Demand is showing no signs of slowing down across the region, the vacancy rate is among the nation’s lowest and industrial construction activity across Northern Nevada is healthy. In addition, a number of planned projects are expected to move into the active development phase towards the end of Q1 2019. In particular, manufacturing demand appears to be growing. While these occupiers have traditionally been users of second generation space, these companies are increasingly looking at build-to-suit opportunities because of limited existing supply.>
The industrial market in Northern Nevada continues to demonstrate strong performance. Since this time last year, quarterly net absorption has averaged in excess of 1 million square feet. With this level of demand and a declining trend in both vacancy and availability rates, strong fundamentals are expected moving forward.
The Las Vegas industrial market continued to show lower vacancies, positive net absorption and an increase in construction activity in the third quarter of 2018. Strong leasing activity and new, pre-leased, construction caused the overall market vacancy rate to decrease to a record low of 2.7 percent.
Demand continued to outpace new supply, driven largely by e-commerce, trade and transportation and manufacturing related companies.
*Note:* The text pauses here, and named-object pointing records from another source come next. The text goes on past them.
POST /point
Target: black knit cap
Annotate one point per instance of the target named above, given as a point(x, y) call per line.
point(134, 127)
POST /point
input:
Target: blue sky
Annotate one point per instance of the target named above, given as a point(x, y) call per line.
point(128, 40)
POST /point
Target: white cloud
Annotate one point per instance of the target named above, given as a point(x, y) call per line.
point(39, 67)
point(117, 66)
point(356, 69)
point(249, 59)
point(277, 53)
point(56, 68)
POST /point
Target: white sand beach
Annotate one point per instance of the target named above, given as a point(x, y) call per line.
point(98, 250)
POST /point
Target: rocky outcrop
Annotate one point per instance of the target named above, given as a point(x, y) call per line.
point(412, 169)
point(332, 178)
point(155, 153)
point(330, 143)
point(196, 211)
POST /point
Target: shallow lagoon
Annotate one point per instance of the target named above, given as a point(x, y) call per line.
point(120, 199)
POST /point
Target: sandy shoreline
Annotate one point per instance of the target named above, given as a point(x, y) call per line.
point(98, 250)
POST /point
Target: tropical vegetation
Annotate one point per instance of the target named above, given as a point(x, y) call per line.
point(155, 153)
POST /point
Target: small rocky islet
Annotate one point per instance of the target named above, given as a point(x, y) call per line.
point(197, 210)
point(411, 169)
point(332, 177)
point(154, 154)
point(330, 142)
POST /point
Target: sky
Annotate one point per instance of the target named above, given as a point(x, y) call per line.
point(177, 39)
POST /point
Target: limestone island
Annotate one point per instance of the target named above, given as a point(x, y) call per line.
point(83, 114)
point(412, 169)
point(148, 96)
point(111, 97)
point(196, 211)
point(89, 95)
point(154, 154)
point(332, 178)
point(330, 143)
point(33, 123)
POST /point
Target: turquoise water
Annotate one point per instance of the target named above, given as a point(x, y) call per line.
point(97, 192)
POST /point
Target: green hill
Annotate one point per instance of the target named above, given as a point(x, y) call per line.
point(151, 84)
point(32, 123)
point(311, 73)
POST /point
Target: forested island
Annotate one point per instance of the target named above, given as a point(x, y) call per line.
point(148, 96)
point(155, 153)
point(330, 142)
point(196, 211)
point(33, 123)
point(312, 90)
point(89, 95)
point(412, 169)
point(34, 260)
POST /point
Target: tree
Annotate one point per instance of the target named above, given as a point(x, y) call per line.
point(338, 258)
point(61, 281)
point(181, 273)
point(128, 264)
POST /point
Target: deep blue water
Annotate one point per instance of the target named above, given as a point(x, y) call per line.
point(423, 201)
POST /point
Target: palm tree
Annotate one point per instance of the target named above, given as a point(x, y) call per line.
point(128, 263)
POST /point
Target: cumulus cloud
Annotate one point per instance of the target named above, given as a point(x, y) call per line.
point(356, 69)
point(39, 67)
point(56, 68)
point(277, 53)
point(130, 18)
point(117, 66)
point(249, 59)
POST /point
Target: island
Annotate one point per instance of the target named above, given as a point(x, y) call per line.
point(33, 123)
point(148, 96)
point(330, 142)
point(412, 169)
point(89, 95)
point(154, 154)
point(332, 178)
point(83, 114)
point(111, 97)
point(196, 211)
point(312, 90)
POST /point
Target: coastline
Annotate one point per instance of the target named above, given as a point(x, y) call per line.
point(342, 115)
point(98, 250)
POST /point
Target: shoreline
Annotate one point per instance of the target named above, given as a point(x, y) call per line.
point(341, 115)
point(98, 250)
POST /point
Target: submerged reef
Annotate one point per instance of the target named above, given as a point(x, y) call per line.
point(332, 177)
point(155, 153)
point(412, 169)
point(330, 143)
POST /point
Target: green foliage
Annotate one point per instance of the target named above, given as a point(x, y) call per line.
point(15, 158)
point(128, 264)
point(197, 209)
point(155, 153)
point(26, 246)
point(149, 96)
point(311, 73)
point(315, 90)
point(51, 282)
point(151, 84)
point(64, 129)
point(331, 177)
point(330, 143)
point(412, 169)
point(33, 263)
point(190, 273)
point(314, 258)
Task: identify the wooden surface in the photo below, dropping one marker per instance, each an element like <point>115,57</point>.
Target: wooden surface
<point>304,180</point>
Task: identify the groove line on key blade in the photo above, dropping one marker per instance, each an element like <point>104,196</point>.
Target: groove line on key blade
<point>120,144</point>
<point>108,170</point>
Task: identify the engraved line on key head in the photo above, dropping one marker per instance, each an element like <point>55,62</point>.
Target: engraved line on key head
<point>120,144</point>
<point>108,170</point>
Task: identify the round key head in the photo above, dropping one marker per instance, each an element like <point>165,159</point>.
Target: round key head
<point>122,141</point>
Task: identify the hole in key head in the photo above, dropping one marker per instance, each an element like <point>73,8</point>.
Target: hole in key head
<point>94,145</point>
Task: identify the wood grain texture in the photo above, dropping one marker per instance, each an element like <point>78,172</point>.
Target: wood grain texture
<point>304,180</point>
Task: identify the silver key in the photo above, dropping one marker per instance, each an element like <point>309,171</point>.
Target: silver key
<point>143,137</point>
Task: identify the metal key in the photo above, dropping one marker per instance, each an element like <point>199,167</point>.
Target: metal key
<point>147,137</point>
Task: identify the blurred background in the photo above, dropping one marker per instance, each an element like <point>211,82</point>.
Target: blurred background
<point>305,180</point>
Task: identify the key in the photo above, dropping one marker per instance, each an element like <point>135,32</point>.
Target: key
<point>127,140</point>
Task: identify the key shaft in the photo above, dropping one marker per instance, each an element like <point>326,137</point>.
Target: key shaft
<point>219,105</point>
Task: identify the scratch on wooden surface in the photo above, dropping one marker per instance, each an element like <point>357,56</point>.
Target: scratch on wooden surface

This has caused net absorption, for the third quarter, to be a robust 1.3 million square feet making it the 24th consecutive quarter with positive net absorption. New construction remained strong with 899,919 square feet of space delivered during the quarter. Of the 2.8 million square feet of new construction, year-to-date, 2.1 million square feet was in the North Las Vegas submarket. There is another 7.5 million square feet in the under construction or planning stages.
Companies specializing in the last leg of the supply chain, commonly referred to as “last mile”, have also been active in Southern Nevada. This trend is evident in the uptick in net absorption in midbay properties and has pushed the vacancy rate to a low 1.8 percent. Developers have responded to the increase in demand for smaller distribution spaces by adding more than 300,000 square feet of new midbay space this year, with another 184,350 square feet expected to be completed in the next couple of quarters.